Yeah, that's right, Chris. We've had a number of stages of implementation go live. We've had some additional additional scope and change requests. Yeah, extremely happy client, very successful implementation, and that's certainly opening further opportunities as a trusted provider within the Ministry of Justice itself, but also wider opportunities in Commonwealth countries as we flag.
Great. Thanks, guys. I'll jump back in the queue.
Thanks, Chris.
Our next question will come from Jules Cooper with Shaw. Please go ahead.
Hi, guys. Thanks for taking my question. I just wanted to focus in on IT Vision. Post-acquisition, you've disclosed that eight customers have committed to cloud upgrades, but it looks like the ACV increase is, you know, pretty substantial versus the average across the business. Is that a kind of reflection of maybe the size of customer that is responding early, or is it really a reflection of the opportunity you see migrating customers, you know, from their legacy solution through to Open Office, you know, over the duration? I'm just wondering whether it's more a size or just a value opportunity that you see, Marc.
Yeah. Actually, I'd say it's partly both, actually, Jules. The really one of the core growth opportunities and part of the rationale here was the opportunity to accelerate this cloud transition for the IT Vision customers. The average contract value is currently around AUD 60,000 per annum across all of those customers as they move across to the fuller cloud suite, and that includes a proportion of Open Office technology as well as Open Windows technology from a contracts and procurement perspective.
What we're now seeing through some of these early upgrades is ACV growing to around 4 times larger as they take on that full suite. You know, obviously across, around 176 customers, that's a very significant long-term opportunity for us.
Yeah, absolutely. Maybe if we could, and we've got a little bit of time, you know, there's some really good success, in the local government, area there.
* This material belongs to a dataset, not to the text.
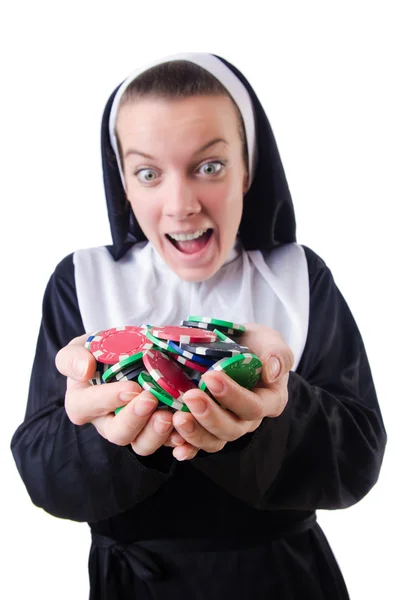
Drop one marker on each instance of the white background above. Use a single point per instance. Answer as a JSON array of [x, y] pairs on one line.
[[325, 73]]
Is it worth just sort of, you know, providing some insights about how the acquisitions have, you know, contributed, as well as the, you know, the investment you've been making in your enterprise capability?
Absolutely. Look, I think part of the rationale again, for bringing OpenOffice and IT Vision together was really to consolidate a market-leading position and have those scale benefits. Obviously be seen as, you know, a large, very reliable and trusted local government enterprise player. I think that you're seeing those results start to come through. I'd probably point to the City of Salisbury opportunity. It's a very significant metropolitan council in South Australia. You know, it's a very good sized council.
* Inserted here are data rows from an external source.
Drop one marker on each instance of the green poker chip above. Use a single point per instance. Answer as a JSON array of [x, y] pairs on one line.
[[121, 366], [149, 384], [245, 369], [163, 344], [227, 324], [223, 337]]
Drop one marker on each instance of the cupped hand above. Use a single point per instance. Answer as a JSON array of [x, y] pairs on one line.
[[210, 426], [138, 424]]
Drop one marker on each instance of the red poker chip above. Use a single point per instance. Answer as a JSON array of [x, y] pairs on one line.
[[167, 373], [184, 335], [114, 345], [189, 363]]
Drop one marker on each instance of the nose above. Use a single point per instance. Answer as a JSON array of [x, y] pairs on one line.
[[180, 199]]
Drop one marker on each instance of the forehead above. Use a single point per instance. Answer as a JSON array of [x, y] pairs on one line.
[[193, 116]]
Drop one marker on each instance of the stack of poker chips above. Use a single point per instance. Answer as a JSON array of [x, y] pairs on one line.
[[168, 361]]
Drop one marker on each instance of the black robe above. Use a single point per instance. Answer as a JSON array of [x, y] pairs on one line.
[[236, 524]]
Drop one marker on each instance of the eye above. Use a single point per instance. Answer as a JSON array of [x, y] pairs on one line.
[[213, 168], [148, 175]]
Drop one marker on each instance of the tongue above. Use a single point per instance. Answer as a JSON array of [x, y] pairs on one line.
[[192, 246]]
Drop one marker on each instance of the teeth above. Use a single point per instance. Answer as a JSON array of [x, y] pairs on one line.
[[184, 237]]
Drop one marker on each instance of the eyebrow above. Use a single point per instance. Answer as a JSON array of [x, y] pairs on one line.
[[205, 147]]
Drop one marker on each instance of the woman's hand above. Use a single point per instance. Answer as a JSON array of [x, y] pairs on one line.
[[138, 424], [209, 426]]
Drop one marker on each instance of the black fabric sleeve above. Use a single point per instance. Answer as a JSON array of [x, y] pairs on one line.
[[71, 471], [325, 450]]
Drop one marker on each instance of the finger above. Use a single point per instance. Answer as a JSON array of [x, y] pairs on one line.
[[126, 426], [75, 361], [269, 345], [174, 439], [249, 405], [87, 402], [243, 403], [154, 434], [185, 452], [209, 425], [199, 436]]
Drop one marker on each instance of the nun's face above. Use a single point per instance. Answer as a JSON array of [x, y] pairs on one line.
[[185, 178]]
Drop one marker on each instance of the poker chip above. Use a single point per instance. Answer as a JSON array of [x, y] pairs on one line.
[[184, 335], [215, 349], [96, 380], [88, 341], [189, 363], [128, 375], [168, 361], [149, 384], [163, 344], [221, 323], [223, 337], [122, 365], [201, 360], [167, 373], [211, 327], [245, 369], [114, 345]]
The City of Salisbury has really been very attractive to this combination of the IT Vision Open Office suite and our ability to partner with them, really using again the sort of open ecosystem approach that I think we talk a lot about, Jules, which really gives customers choice and the ability to phase the implementation over a period as they roll out different sets of the product suite and modules.
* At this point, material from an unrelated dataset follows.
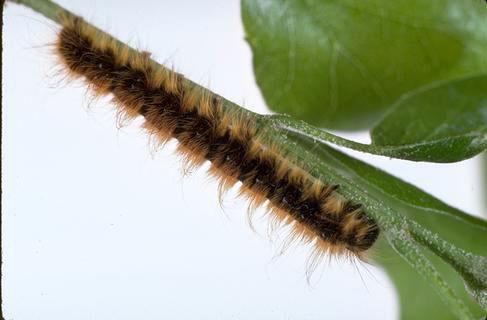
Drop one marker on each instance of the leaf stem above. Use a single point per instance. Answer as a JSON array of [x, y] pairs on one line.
[[471, 267]]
Look, I think we're at, within only eight or nine months since the acquisition was completed. We've seen really strong validation that all of the points of strategic rationale are starting to bear fruit. Over the long term, you know, this is really become a major opportunity for the company.
Excellent.
Thank you. No further questions at this time. I'll now hand it back over to Mr. Washbourne for closing remarks.
Thank you. Thanks, everyone, for joining today. Absolute pleasure to present these results. I think the momentum across our product and enterprise strategies. Look forward to meeting many of you on the upcoming Investor Roadshow. I hope you enjoy the rest of the day. Thanks for coming today.